ABOUT THE ORGANIZATION
The AFE Foundation is a non-profit organization founded in 2008 that quickly united the voices of families, survivors, medical professionals, and researchers to call for greater awareness and resources to reduce the threat of amniotic fluid embolism (AFE). Our collective efforts have resulted in an internationally recognized research program on AFE, highly sought-after educational programming for healthcare providers, and a worldwide network of support groups and resources for those impacted by an AFE.
We are committed to identifying the cause, diagnosis, prevention, and treatment of amniotic fluid embolism and to bringing our information and resources to healthcare providers and impacted families through our education and support programs. We also strive to be the light guiding those impacted by an AFE through their physical and emotional recovery as they navigate their way forward.
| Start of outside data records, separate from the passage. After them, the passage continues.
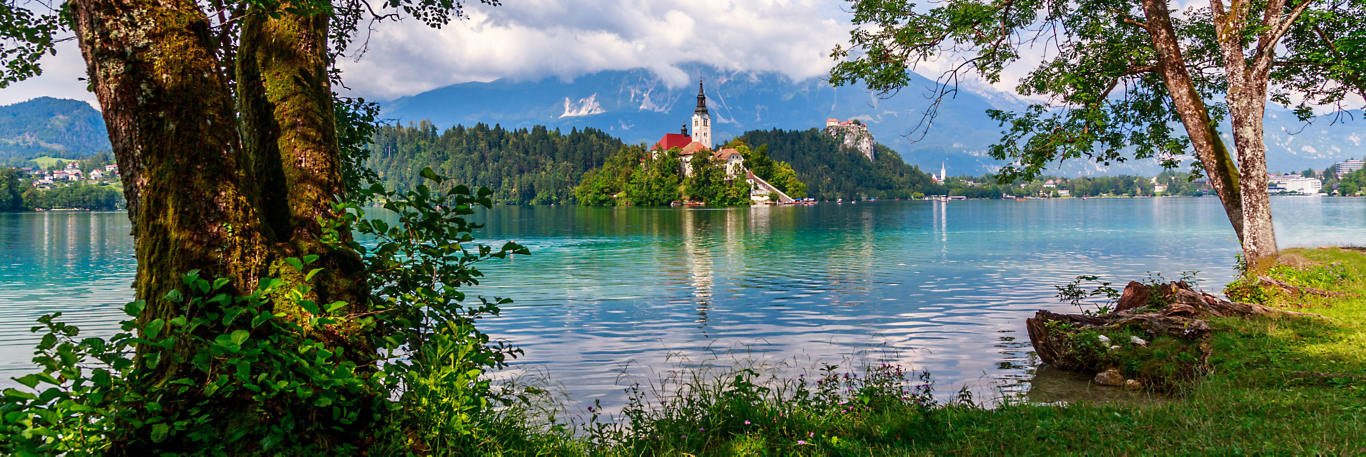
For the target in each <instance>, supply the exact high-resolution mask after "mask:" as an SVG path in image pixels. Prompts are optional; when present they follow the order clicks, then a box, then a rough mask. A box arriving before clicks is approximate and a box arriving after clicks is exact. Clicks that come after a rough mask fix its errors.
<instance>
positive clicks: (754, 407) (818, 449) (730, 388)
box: [432, 248, 1366, 456]
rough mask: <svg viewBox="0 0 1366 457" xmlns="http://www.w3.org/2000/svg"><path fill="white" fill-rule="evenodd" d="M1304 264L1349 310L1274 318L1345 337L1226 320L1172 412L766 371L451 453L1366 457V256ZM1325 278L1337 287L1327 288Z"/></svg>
mask: <svg viewBox="0 0 1366 457" xmlns="http://www.w3.org/2000/svg"><path fill="white" fill-rule="evenodd" d="M1291 252H1294V254H1298V255H1302V256H1305V258H1307V259H1310V261H1313V262H1320V263H1322V266H1305V267H1298V269H1277V270H1276V271H1274V273H1273V276H1277V278H1280V280H1284V281H1288V282H1291V284H1300V285H1307V284H1303V282H1313V284H1314V286H1317V288H1326V289H1330V291H1339V292H1348V293H1350V295H1348V296H1340V297H1333V299H1320V297H1298V296H1295V297H1290V296H1284V295H1276V293H1270V299H1269V304H1273V306H1283V307H1292V308H1295V310H1296V311H1307V312H1315V314H1321V315H1325V316H1328V318H1330V321H1321V319H1309V318H1259V319H1251V321H1246V319H1236V318H1233V319H1213V321H1210V325H1212V327H1214V329H1216V331H1214V337H1213V347H1214V353H1213V357H1212V359H1210V360H1212V364H1213V372H1212V374H1210V375H1208V377H1206V378H1203V379H1202V381H1199V382H1197V383H1194V385H1193V386H1190V387H1188V389H1183V390H1182V392H1180V393H1179V394H1177V396H1175V397H1171V398H1168V400H1167V401H1152V402H1137V404H1128V405H1115V404H1091V402H1086V401H1078V402H1072V404H1067V405H1037V404H1027V402H1025V401H1012V402H1005V404H1001V405H996V407H994V408H982V407H979V405H974V404H971V402H970V401H949V402H933V401H932V400H930V397H929V396H928V393H926V392H925V387H923V381H921V379H917V377H914V375H908V374H903V372H900V371H899V368H896V367H882V366H878V367H873V368H872V370H866V371H863V372H861V374H859V377H856V378H854V377H852V374H850V375H851V378H846V377H844V371H839V370H835V368H832V370H829V371H826V372H824V374H821V375H818V377H817V378H820V379H821V381H822V382H821V383H820V385H817V383H813V382H803V379H800V378H799V379H791V378H781V377H779V375H772V374H768V372H765V371H758V370H754V368H753V367H735V368H708V370H684V371H683V372H682V374H675V375H672V377H669V378H661V379H658V381H657V382H652V385H650V386H634V389H632V390H631V392H628V396H630V398H631V407H628V408H627V412H626V416H627V417H628V419H630V420H627V422H615V423H609V422H607V420H602V417H596V416H594V417H590V419H587V420H586V422H581V423H576V424H563V423H561V424H559V426H548V424H546V423H545V422H544V420H542V422H540V423H538V422H535V420H530V419H526V417H531V415H530V412H533V411H531V408H529V407H520V409H518V408H514V409H516V411H514V409H508V411H504V412H503V413H501V415H500V416H499V417H496V422H497V423H501V426H496V427H490V428H488V430H489V431H488V432H485V435H486V438H485V439H482V441H481V445H479V446H471V447H466V449H462V450H451V452H449V453H451V454H505V456H531V454H570V456H683V454H691V456H930V454H1113V456H1134V454H1240V453H1274V454H1284V453H1294V454H1366V255H1363V254H1362V252H1356V251H1348V250H1337V248H1321V250H1292V251H1291ZM1325 271H1328V273H1336V274H1337V276H1336V280H1333V278H1329V280H1325V274H1324V273H1325ZM832 383H833V389H832ZM851 389H852V390H851ZM1097 389H1104V387H1097ZM660 392H667V393H675V396H661V394H658V393H660ZM661 400H663V401H664V404H660V402H658V401H661ZM617 419H620V417H617ZM746 420H747V422H749V423H746ZM490 426H492V423H490ZM432 452H436V453H441V452H443V450H434V449H433V450H432Z"/></svg>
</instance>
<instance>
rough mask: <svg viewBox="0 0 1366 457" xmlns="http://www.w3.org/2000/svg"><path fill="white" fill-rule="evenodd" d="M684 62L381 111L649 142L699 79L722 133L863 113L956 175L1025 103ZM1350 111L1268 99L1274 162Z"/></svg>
mask: <svg viewBox="0 0 1366 457" xmlns="http://www.w3.org/2000/svg"><path fill="white" fill-rule="evenodd" d="M682 68H683V71H684V72H686V74H687V76H688V80H690V82H688V83H684V85H669V83H668V82H667V80H664V79H663V78H660V76H658V75H656V74H654V72H653V71H650V70H645V68H637V70H624V71H601V72H596V74H590V75H585V76H581V78H576V79H574V80H563V79H556V78H548V79H542V80H525V82H518V80H508V79H499V80H493V82H486V83H481V82H471V83H460V85H454V86H447V87H441V89H436V90H430V91H426V93H421V94H417V95H410V97H403V98H398V100H395V101H392V102H388V104H385V105H384V113H385V115H384V117H385V119H388V120H396V121H400V123H404V124H406V123H410V121H419V120H430V121H432V123H434V124H436V126H440V127H451V126H455V124H464V126H474V124H477V123H486V124H490V126H492V124H499V126H501V127H504V128H530V127H533V126H546V127H549V128H561V130H564V131H568V130H570V128H572V127H576V128H583V127H593V128H598V130H602V131H605V132H608V134H611V135H613V136H619V138H622V139H623V141H626V142H628V143H641V142H646V143H653V142H656V141H658V139H660V136H663V135H664V134H669V132H678V131H679V128H680V127H683V124H686V123H687V121H688V119H690V116H691V115H693V109H694V106H697V91H698V83H697V82H698V79H701V80H702V82H703V83H705V89H706V95H708V109H709V110H710V113H712V116H713V126H712V135H713V138H714V142H717V143H720V142H724V141H725V139H728V138H732V136H736V135H740V134H743V132H744V131H751V130H770V128H780V130H807V128H813V127H816V128H820V127H825V120H826V119H829V117H833V119H839V120H848V119H858V120H861V121H862V123H865V124H866V126H867V128H869V132H872V134H873V136H874V138H876V141H877V142H878V143H881V145H885V146H888V147H889V149H892V150H895V151H896V153H899V154H900V156H902V158H903V160H904V161H906V162H907V164H911V165H919V166H921V168H925V169H936V171H937V169H938V168H940V164H941V162H943V164H944V165H945V166H947V168H948V172H949V173H951V175H981V173H988V172H993V171H996V169H997V168H999V166H1000V165H1001V164H1000V162H999V161H994V160H992V158H990V157H988V156H986V149H988V146H990V145H992V143H993V142H996V141H999V139H1000V136H1001V134H1000V127H999V126H997V124H996V121H993V120H990V119H989V117H986V113H985V110H986V109H992V108H996V109H1009V110H1015V109H1022V108H1025V106H1026V104H1027V102H1026V101H1023V100H1020V98H1018V97H1015V95H1014V94H1009V93H1005V91H1000V90H996V89H994V87H992V86H988V85H982V83H967V85H964V86H962V87H960V89H962V90H959V91H958V93H956V94H953V98H951V100H945V101H944V104H943V105H941V106H940V109H938V115H937V117H934V120H933V124H932V128H929V131H928V132H925V135H923V136H922V135H921V132H918V131H915V128H917V126H919V123H921V121H922V119H923V115H922V113H923V110H925V108H926V106H929V100H926V97H925V94H926V93H929V89H932V87H934V85H936V83H934V82H933V80H930V79H926V78H921V76H918V75H912V78H914V79H915V82H914V83H912V85H911V86H910V87H907V89H906V90H902V91H900V93H899V94H895V95H893V97H889V98H885V100H884V98H880V97H877V95H876V94H873V93H870V91H869V90H866V89H858V87H832V86H831V85H829V83H826V82H824V80H821V79H818V78H809V79H800V80H792V79H790V78H787V76H784V75H780V74H773V72H762V74H758V72H734V71H721V70H717V68H713V67H708V65H698V64H693V65H683V67H682ZM1351 115H1352V116H1347V117H1344V119H1355V120H1347V121H1346V123H1337V124H1333V123H1332V121H1330V120H1329V119H1320V120H1315V121H1314V123H1313V124H1311V126H1310V127H1309V128H1305V126H1303V124H1302V123H1299V121H1298V120H1295V117H1294V116H1292V115H1291V112H1290V110H1288V109H1284V108H1280V106H1274V105H1272V108H1269V109H1268V116H1266V145H1268V166H1269V168H1270V169H1273V171H1285V172H1290V171H1302V169H1306V168H1315V169H1324V168H1328V166H1329V165H1332V164H1335V162H1337V161H1343V160H1347V158H1348V157H1362V156H1366V153H1363V149H1362V146H1361V141H1362V138H1366V121H1362V120H1361V113H1359V112H1352V113H1351ZM1330 124H1332V126H1330ZM1224 131H1225V134H1227V131H1228V128H1227V126H1225V127H1224ZM903 135H904V136H903ZM1228 138H1231V136H1228ZM1228 143H1229V145H1232V141H1228ZM1158 171H1160V168H1158V166H1157V162H1156V161H1154V160H1147V161H1130V162H1123V164H1112V165H1111V166H1101V165H1097V164H1091V162H1083V161H1070V162H1065V164H1063V165H1060V166H1056V168H1055V169H1053V171H1050V172H1052V173H1053V175H1060V176H1091V175H1119V173H1128V175H1146V176H1152V175H1156V173H1157V172H1158Z"/></svg>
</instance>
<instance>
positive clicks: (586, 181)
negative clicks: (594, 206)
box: [574, 141, 806, 206]
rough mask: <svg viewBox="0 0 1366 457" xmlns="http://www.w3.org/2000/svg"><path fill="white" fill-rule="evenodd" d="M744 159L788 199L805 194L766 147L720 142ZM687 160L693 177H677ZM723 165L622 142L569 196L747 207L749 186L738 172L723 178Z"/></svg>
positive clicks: (631, 204) (600, 200)
mask: <svg viewBox="0 0 1366 457" xmlns="http://www.w3.org/2000/svg"><path fill="white" fill-rule="evenodd" d="M717 149H719V150H720V149H735V150H736V151H739V153H740V156H742V157H744V164H746V165H754V164H759V166H751V168H750V171H751V172H754V175H755V176H758V177H761V179H764V180H766V181H769V183H772V184H773V187H776V188H777V190H780V191H783V192H785V194H788V195H790V196H792V198H802V196H805V195H806V184H802V183H800V181H799V180H798V179H796V176H795V173H794V172H792V168H791V166H788V165H787V164H785V162H775V161H772V160H769V157H768V147H766V146H761V147H759V149H758V150H750V147H749V146H747V145H744V143H743V142H735V141H732V142H731V143H727V145H723V146H720V147H717ZM683 160H691V168H693V175H691V176H682V175H683V173H682V169H683V166H682V161H683ZM725 173H727V171H725V166H724V164H721V162H720V161H719V160H716V158H714V157H713V156H712V154H694V156H691V157H690V158H683V157H682V156H680V151H679V149H676V147H675V149H669V150H667V151H656V153H653V154H652V153H650V151H647V150H646V149H645V147H643V146H627V147H623V149H622V150H620V151H619V153H616V154H613V156H612V157H611V158H608V161H607V164H604V165H602V168H600V169H594V171H591V172H589V173H586V175H583V181H582V183H581V184H579V187H578V188H575V191H574V194H575V198H578V202H579V205H583V206H668V205H669V203H671V202H675V201H693V202H702V203H706V205H709V206H743V205H753V201H751V199H750V191H751V188H750V186H749V183H747V180H744V179H742V177H740V176H734V177H729V176H727V175H725Z"/></svg>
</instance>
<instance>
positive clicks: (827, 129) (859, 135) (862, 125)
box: [821, 119, 873, 160]
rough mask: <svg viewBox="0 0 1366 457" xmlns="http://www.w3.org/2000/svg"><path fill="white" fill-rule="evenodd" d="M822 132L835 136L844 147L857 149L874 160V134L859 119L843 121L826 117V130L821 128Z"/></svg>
mask: <svg viewBox="0 0 1366 457" xmlns="http://www.w3.org/2000/svg"><path fill="white" fill-rule="evenodd" d="M821 132H824V134H826V135H831V136H835V138H836V139H839V141H840V143H843V145H844V147H851V149H856V150H858V151H859V153H863V156H865V157H867V160H873V134H870V132H869V131H867V126H863V123H861V121H859V120H858V119H850V120H846V121H843V123H841V121H840V120H839V119H826V120H825V130H821Z"/></svg>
Prior to our establishment, families and healthcare providers impacted by an AFE had nowhere to turn to for information and support, left in the dark about what had happened and how to move forward. Since turning on our lights and shining our efforts into understanding this rare condition, we’ve helped tens of thousands of people gain knowledge, understanding, and support through some of their darkest days. We will continue to be the light as long as it takes to end AFE.
Reducing maternal and infant mortality attributed to amniotic fluid embolism while helping those impacted navigate paths forward.